Incorporating such a device into a backup environment would most likely require the use of traditional backup software, or as in the case of Nexsan, vendor-supplied software, with the disk system configured as the target device. Off-site copies would be handled by either device-to-device replication or by using the backup application to make tape copies.
A virtual tape system (VTS) is perhaps the simplest to incorporate into an existing environment. Because it emulates a tape library, it should be no more difficult that adding a new tape device. The functionality of the VTS is highly dependent on the backup software being used. You would still require traditional tape devices to create off-site volumes. Also, it must be pointed out that the VTS systems currently available for open systems environments haven't yet reached the functionality and maturity of those found in the mainframe world.
One concern with both low-cost disk systems and VTS systems is the amount of disk needed to support an environment (see "Disk backup fuels dramatic capacity increase," this page). While this can be partially offset by a reduction in tape media purchases and storage costs, it still appears that tape continues to hold a cost advantage over traditional disk-based solutions.
A third approach to low-cost disk storage is content addressable storage technology. These systems typically consist of a large number of low-profile servers each with two to four ATA disks. They have several particularly interesting features:
- The servers are clustered in a Redundant Array of Independent Nodes (RAIN). Usually many servers fit in a single cabinet. Like RAID arrays, RAIN protects against failure through redundancy.
- Data that's written to these devices is cataloged by content, using a hashing algorithm based on the data itself. Therefore, when a piece of data is received that is the same as one that has been previously cataloged, there's no need to write another copy to disk.
- Systems are self-healing-when one node or disk fails, data is automatically replicated to another healthy node.
- Replication can be within a single frame or to other local or remote frames providing interesting options for disaster recovery.
- Because multiple copies of the same data don't need to be stored, the ratio of backup data to primary data in these systems is more like to be approximately two times or less, rather than five to 10 times with standard disk backup.
Tape or disk?
How does one decide if disk makes sense for a particular environment, and if so, which type of disk storage to use? Here are some guidelines:
- The key advantage to disk is faster restore time.

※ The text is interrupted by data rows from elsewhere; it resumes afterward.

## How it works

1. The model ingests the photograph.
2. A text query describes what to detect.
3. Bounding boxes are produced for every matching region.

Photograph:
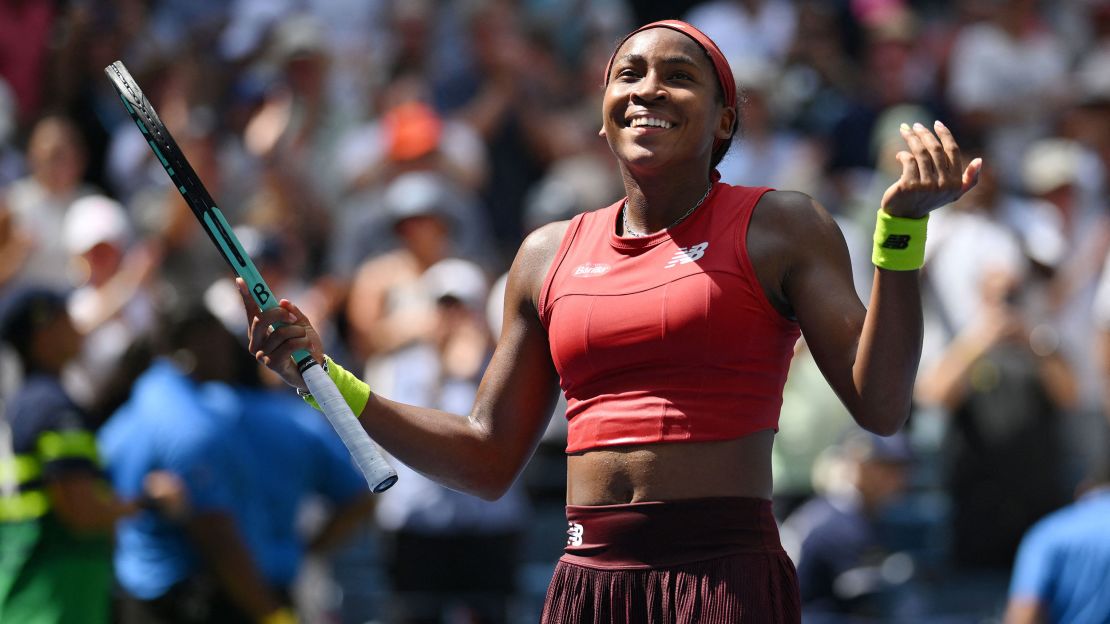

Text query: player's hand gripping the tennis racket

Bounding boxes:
[235,278,324,391]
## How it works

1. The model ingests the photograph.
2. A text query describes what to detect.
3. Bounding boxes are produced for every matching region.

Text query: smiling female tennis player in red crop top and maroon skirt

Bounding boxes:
[241,21,982,623]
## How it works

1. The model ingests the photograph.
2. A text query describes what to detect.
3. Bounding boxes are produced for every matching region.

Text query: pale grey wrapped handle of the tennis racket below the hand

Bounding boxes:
[301,359,397,494]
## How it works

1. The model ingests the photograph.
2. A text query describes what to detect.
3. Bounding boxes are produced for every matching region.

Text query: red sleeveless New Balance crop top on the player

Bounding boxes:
[539,183,799,453]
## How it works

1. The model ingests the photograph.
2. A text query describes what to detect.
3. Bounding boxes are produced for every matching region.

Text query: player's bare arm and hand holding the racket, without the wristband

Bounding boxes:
[246,222,567,500]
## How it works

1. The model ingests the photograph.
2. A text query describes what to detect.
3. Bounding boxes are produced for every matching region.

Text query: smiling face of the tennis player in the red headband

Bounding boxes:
[602,28,736,172]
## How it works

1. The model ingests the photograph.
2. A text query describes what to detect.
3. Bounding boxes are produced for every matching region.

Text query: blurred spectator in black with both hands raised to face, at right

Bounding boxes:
[916,270,1077,575]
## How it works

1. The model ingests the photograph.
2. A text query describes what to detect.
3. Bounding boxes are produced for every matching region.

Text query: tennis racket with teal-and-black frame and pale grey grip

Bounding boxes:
[104,61,397,492]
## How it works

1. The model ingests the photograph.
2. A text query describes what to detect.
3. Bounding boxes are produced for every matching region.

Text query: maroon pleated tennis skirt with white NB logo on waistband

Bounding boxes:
[542,497,801,624]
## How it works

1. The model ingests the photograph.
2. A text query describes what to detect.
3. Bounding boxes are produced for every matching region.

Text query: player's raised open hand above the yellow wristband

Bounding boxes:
[882,121,982,219]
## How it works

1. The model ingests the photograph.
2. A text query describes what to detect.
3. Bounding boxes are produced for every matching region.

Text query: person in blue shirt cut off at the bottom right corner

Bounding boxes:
[1005,453,1110,624]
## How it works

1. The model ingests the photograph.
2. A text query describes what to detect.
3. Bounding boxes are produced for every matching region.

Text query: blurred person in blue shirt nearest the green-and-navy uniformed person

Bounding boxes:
[99,308,295,624]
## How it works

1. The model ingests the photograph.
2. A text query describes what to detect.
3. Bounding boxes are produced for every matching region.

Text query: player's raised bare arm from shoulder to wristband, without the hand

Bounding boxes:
[768,193,921,435]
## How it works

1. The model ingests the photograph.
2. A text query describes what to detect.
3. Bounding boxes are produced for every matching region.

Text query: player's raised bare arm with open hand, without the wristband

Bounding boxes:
[768,122,982,435]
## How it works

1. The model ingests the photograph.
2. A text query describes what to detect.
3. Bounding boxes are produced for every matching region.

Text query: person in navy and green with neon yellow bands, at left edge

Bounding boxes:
[0,286,185,624]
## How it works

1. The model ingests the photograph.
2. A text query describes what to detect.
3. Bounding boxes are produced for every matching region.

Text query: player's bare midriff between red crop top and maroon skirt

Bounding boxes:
[566,430,775,505]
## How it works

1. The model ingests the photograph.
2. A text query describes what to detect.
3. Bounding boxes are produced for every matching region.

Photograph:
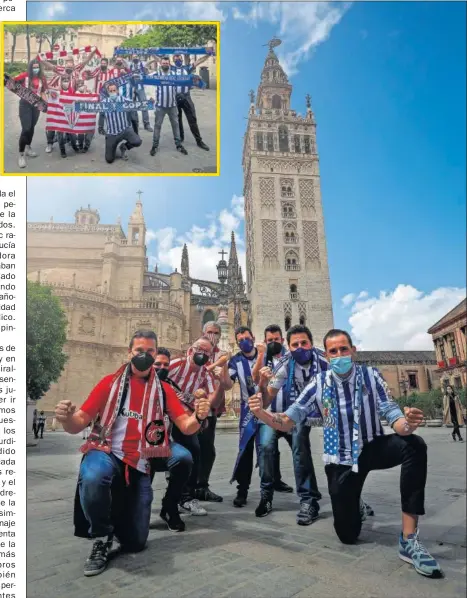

- Modern tape devices can backup large files such as databases, as fast as or faster than disk. In environments with many small files, disk should have an advantage.
- Tape is highly transportable. It's usually easy to send tapes anywhere that they are needed for recovery.
- Introducing disk devices demands new backup procedures as well as likely reconfiguration of backup software.
- Buying and storing more tapes is usually easier than adding disk capacity.